It’s my blogiversary. Or would that be blogirthday? Well, whatever it’s called, it’s pretty amazing because I was sure when I started this blog that I would never keep up with it. Huh. I guess I surprised myself.
In honor of this momentuous occassion, my first post:
I am Brianna’s Mommy
When did it happen that I became not Angie, not Josh’s girlfriend (or now wife), but Brianna’s Mommy? I have, until recently, had my own identity, my own job….and hey, Josh and I were the only ones with free access to my nipples.

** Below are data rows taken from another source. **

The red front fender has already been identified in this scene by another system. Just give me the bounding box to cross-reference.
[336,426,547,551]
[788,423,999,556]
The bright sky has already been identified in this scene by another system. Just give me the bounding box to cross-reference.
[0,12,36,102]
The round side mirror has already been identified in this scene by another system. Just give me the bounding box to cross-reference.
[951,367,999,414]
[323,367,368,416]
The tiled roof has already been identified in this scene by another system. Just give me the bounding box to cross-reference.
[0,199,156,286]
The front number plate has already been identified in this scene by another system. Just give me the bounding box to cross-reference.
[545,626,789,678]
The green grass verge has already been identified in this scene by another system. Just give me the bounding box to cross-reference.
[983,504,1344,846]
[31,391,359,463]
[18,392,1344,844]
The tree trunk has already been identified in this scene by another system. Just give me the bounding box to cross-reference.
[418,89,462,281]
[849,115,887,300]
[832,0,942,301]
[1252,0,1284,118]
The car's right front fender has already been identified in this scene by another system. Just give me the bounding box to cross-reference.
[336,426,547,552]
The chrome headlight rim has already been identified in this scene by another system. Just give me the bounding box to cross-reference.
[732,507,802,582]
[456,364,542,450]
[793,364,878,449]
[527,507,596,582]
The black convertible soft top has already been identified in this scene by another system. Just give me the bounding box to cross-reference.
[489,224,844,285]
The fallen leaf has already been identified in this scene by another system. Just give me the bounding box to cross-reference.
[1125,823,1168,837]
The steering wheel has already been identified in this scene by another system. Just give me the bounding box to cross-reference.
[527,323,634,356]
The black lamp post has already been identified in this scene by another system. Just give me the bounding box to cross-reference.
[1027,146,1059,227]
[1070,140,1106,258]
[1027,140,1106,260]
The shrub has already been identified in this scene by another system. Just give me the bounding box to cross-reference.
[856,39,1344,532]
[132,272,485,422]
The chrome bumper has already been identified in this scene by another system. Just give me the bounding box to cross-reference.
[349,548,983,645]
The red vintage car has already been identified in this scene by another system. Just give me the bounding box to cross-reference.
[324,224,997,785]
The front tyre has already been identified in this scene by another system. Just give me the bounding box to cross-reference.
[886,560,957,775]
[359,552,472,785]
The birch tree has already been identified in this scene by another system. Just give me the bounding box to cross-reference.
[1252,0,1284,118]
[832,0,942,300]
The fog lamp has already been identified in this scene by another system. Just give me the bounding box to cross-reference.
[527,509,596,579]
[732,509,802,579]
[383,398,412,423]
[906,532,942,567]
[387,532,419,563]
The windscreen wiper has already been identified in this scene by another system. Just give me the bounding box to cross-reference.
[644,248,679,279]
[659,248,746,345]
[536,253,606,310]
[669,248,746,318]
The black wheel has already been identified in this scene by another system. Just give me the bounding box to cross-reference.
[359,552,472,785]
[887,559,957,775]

But I’ve noticed a new trend when I see old friends, talk to my dad, get a phone call…everyone wants to know how Brianna’s doing. What she’s doing. Heck, they even want to know what she’s wearing. Run into someone you know in the mall and they immediately head for the baby and begin talking to her. This child who, being only three months old, is about as likely to start conversing back as I am to write a book (well, all things are possible so I needed to pick something that wasn’t totally out of the realm of possibilities!) I’m just the ornamental, purely decorative object holding her 🙂
And to top it all off, I’ve lost the rights to my purse (perfume has been replaced by diaper cream, lipstick and spare make-up by a zipper bag to hold the poopy clothes. Yeah that’ll come in handy on date night), I’ve lost all self-consciousness (well, most) about showing my boobs in public. Used to be I would only flash my boobs for beads at Fat Tuesday bars or for beer while tubing down the river in Arizona. Now you can get a free show any time Brianna wants. And we won’t even talk about who has the better wardrobe.
So, when did my identity morph? No one warned me when I got pregnant (even if that was an accident) that I might as well change MY birth certificate to read Brianna’s Mommy. I guess I’m just lucky I didn’t name her Gertrude. Or Petunia. Or Apple.